Thank you for you guys release this fantastic model.
I have tried Claude Code -> Claude Code Router -> VLLM config, use
"vllm serve ./ --served-model-name KAT-Dev-72B-Exp --max-num-seq 1 --t
ensor-parallel-size 4 --host 0.0.0.0 --port 8000 --gpu-memory-utilization 0.975 --enable-auto-tool-choice --tool-call-parser hermes"
or
"vllm serve ./ --served-model-name KAT-Dev-72B-Exp --max-num-seq 1 --t
ensor-parallel-size 4 --host 0.0.0.0 --port 8000 --gpu-memory-utilization 0.975 --enable-auto-tool-choice --tool-call-parser qwen3_coder"
then try /init in Claude code, the response are all something like
"Let me start by checking if there's already a CLAUDE.md file in the repository: <{"name": "Bash", "arguments": {"command": "ls -la", "description": "Check for existing CLAUDE.md file"}}>"
no tool call triggered with in Claude Code cli
Looking solution for this use case ... appreciate for any kind of solution
Hi! KAT-Dev-72B-Exp was trained exclusively with the SWE-agent scaffold. It uses the XMLFunctionCallingParser(https://swe-agent.com/latest/reference/parsers/#sweagent.tools.parsing.XMLFunctionCallingParser)
as its tool-calling format.
As a result, this model does not support the Claude Code CLI.
If you’d like to use our model with Claude Code, please try the Kat-Coder model instead — its API is currently available for free at https://www.streamlake.ai/document/DOC/mg6k6nlp8j6qxicx4c9
. Kat-Coder was optimized during training for multiple scaffolds and is better suited for real-world programming scenarios.
Hope this clarifies your question!
Hi! KAT-Dev-72B-Exp was trained exclusively with the SWE-agent scaffold. It uses the XMLFunctionCallingParser(https://swe-agent.com/latest/reference/parsers/#sweagent.tools.parsing.XMLFunctionCallingParser)
as its tool-calling format.As a result, this model does not support the Claude Code CLI.

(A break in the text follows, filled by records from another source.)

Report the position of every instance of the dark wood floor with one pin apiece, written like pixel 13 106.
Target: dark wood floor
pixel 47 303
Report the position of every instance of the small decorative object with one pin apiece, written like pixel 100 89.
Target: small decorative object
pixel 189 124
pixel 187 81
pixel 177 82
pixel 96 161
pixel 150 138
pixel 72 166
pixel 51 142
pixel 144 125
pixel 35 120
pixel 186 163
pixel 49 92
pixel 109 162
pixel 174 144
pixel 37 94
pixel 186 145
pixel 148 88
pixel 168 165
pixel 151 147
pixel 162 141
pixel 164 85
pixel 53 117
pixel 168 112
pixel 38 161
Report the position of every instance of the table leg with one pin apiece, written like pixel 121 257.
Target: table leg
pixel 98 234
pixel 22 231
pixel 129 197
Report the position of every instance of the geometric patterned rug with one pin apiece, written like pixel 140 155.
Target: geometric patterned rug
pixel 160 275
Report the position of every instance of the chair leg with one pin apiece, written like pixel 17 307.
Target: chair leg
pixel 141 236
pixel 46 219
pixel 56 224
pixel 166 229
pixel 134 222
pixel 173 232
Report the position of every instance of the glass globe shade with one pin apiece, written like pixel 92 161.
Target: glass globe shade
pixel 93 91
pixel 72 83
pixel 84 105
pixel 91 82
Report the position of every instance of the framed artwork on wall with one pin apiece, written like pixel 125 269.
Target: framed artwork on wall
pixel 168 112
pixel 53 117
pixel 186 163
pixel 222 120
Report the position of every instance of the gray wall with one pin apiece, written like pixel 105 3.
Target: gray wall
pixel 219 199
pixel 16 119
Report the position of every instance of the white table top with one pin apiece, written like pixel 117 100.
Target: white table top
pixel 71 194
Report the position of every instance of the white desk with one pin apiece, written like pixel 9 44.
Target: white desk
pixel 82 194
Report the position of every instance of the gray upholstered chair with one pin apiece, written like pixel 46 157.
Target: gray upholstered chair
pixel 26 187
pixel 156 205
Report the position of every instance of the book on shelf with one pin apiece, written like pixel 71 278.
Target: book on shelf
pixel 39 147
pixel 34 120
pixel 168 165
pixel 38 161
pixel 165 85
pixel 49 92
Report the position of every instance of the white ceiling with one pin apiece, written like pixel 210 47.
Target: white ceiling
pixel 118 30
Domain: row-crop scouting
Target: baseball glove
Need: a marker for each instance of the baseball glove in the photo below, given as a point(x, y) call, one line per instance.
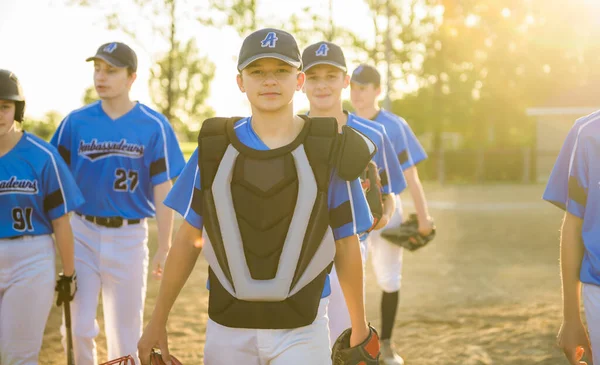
point(371, 184)
point(367, 353)
point(407, 234)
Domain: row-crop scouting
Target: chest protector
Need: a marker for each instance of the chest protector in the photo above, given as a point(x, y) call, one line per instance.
point(267, 236)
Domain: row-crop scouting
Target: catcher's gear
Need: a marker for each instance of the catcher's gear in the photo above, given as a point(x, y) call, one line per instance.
point(10, 89)
point(124, 360)
point(371, 184)
point(66, 287)
point(367, 353)
point(156, 358)
point(407, 234)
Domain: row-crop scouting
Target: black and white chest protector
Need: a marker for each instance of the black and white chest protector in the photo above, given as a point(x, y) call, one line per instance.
point(267, 232)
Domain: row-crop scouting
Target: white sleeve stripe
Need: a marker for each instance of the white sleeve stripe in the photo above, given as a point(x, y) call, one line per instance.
point(597, 118)
point(351, 200)
point(62, 128)
point(241, 124)
point(55, 170)
point(191, 194)
point(162, 129)
point(385, 165)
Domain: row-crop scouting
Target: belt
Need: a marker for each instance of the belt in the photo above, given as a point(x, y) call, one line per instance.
point(109, 222)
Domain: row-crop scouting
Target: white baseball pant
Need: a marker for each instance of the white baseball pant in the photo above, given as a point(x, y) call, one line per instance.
point(298, 346)
point(337, 311)
point(386, 258)
point(27, 277)
point(591, 305)
point(114, 261)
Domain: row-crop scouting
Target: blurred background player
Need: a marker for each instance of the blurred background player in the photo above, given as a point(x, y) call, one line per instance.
point(365, 88)
point(574, 187)
point(37, 192)
point(326, 77)
point(257, 323)
point(123, 156)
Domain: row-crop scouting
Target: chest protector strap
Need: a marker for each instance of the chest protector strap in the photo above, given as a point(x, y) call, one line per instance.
point(320, 145)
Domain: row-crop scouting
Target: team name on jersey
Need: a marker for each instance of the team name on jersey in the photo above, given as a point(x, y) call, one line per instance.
point(95, 150)
point(14, 186)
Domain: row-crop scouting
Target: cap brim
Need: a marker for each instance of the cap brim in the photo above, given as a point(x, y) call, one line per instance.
point(277, 56)
point(330, 63)
point(111, 61)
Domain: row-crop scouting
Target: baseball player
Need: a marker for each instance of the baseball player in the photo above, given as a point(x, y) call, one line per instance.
point(289, 206)
point(123, 156)
point(326, 77)
point(574, 187)
point(37, 192)
point(365, 87)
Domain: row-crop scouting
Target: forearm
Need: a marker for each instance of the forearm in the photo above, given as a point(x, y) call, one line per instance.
point(63, 235)
point(348, 265)
point(389, 204)
point(164, 215)
point(416, 191)
point(571, 255)
point(178, 267)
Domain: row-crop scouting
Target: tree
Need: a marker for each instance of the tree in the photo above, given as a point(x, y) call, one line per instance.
point(169, 92)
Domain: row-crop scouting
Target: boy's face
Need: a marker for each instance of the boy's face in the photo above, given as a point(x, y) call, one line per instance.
point(270, 84)
point(324, 85)
point(363, 95)
point(111, 82)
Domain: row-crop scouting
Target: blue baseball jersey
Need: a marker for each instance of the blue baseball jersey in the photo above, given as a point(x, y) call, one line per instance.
point(341, 193)
point(392, 178)
point(36, 187)
point(583, 194)
point(415, 149)
point(117, 163)
point(557, 187)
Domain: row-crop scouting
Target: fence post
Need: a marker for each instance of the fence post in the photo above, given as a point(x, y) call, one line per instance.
point(526, 165)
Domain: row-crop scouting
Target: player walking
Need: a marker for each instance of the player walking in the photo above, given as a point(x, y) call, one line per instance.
point(365, 87)
point(123, 156)
point(574, 187)
point(326, 77)
point(37, 192)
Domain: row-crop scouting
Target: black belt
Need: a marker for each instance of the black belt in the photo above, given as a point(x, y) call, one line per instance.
point(109, 222)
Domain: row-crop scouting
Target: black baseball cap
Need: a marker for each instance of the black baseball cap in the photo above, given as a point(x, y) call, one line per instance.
point(117, 54)
point(324, 53)
point(366, 74)
point(269, 43)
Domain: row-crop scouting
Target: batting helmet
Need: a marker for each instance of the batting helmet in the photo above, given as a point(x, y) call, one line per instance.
point(10, 89)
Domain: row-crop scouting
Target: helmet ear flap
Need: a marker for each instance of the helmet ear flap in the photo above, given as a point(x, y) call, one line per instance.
point(19, 111)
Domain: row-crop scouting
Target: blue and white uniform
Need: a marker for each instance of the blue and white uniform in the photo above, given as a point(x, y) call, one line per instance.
point(574, 186)
point(116, 163)
point(223, 342)
point(36, 187)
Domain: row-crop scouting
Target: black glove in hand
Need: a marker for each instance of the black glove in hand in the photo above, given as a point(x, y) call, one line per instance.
point(66, 286)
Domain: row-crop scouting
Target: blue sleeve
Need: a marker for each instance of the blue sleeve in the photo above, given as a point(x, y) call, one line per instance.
point(557, 187)
point(61, 194)
point(401, 148)
point(167, 158)
point(185, 196)
point(349, 212)
point(61, 140)
point(392, 180)
point(578, 183)
point(415, 149)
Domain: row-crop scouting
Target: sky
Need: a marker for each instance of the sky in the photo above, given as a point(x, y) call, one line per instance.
point(45, 43)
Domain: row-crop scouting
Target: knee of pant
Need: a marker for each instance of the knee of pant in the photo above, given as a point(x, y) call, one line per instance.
point(390, 283)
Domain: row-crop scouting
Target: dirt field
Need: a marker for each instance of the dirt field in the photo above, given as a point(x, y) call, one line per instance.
point(486, 291)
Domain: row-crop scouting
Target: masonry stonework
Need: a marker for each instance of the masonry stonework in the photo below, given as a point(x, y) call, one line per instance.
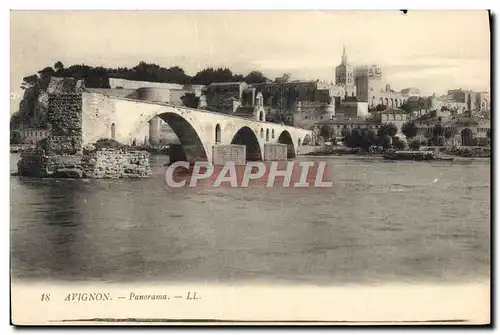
point(64, 118)
point(101, 164)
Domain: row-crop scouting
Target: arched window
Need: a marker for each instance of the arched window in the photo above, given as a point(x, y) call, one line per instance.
point(217, 134)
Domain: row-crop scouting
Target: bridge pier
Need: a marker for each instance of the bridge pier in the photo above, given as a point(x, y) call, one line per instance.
point(223, 153)
point(275, 152)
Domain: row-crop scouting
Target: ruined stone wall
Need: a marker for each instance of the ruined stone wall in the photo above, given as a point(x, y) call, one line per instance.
point(38, 164)
point(64, 118)
point(112, 164)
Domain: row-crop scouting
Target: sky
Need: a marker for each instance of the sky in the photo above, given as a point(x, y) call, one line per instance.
point(432, 50)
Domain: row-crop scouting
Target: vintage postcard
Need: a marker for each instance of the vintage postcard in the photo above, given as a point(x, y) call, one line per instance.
point(250, 167)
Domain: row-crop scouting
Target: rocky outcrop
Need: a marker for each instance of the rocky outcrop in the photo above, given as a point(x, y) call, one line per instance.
point(64, 118)
point(101, 164)
point(35, 102)
point(38, 164)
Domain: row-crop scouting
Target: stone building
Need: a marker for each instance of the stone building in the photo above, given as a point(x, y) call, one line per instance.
point(368, 82)
point(30, 135)
point(345, 75)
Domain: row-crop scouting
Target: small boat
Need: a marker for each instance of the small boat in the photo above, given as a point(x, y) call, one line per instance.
point(410, 155)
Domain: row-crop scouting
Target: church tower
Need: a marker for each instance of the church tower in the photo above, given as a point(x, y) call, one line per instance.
point(344, 75)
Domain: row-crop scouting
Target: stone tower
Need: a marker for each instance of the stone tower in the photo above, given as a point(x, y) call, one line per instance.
point(344, 75)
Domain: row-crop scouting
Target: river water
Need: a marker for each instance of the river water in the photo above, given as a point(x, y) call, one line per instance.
point(380, 222)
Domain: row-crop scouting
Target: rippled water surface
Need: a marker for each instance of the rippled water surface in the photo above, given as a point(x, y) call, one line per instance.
point(381, 221)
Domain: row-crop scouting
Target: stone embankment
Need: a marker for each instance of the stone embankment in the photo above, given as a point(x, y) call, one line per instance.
point(99, 164)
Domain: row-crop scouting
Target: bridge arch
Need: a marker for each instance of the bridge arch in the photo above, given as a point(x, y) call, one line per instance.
point(466, 135)
point(286, 138)
point(192, 146)
point(245, 136)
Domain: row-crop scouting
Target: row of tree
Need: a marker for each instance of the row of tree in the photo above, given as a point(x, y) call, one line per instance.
point(98, 77)
point(386, 136)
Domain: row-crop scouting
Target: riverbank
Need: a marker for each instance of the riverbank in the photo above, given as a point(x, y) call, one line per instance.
point(444, 152)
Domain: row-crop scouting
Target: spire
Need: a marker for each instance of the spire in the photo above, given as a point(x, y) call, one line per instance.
point(344, 56)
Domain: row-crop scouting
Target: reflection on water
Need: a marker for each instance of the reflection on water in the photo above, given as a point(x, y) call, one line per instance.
point(381, 221)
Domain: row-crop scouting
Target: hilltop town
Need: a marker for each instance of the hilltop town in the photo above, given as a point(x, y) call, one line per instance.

If you’d like to use our model with Claude Code, please try the Kat-Coder model instead — its API is currently available for free at https://www.streamlake.ai/document/DOC/mg6k6nlp8j6qxicx4c9
. Kat-Coder was optimized during training for multiple scaffolds and is better suited for real-world programming scenarios.Hope this clarifies your question!
Appreciate for your response, it is clear now.
It seems KAT-Code is the real solution, eagerly awaiting its open-source release. Tears streaming down my face.